(Blog Written by Donald Sutherland)
While large portions of North America continue to suffer through extreme and even historic heat, a partial analysis based on the emerging El Niño (the ENSO Region 3.4 anomaly has now reached +0.6°C) suggests that blocking will be key to both Fall 2012 and Winter 2012-13 outcomes. El Niño events that followed either neutral or La Niña ENSO winters and had warm summers in North America were 1953, 1957, 1986, 1991, and 2002. ENSO-Teleconnection analogs have persistently been highlighting 1953, 1991, and 2002 for the summer. The 2009 analog had faded and Summer 2012 is on course to be notably warmer than the 2009 case.

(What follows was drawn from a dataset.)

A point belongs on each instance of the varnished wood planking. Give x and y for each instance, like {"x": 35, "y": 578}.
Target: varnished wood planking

The following are the summer anomalies for the above noted cases:
Below are composite temperature anomalies for the fall and winter outcomes depending on the presence/absence of blockiness:
This partial analysis does not take into consideration the ongoing observed warming that remains underway. Both fall and winter outcomes have become warmer across the northern U.S. and all of Canada between the 1971-2000 and 1981-2010 base periods. The lone exception is a portion of the Southeast that has grown slightly cooler for the winter months.
The partial analysis also does not take into consideration the abnormal Arctic warmth. June 2012 had Arctic anomalies that were warmer than all of the above cases. June 1953 offered perhaps the closest match. Were the excessive warmth to persist in the Arctic, the actual fall/winter outcomes would probably be somewhat warmer than denoted by the maps and the expanse of warm anomalies would likely be larger/cool anomalies would likely be smaller. Those are details left for later.
For now, the important point is that neither the fall nor winter outcome is a proverbial slamdunk on either the warm or cold side. A lot will depend on whether blocking develops and then predominates.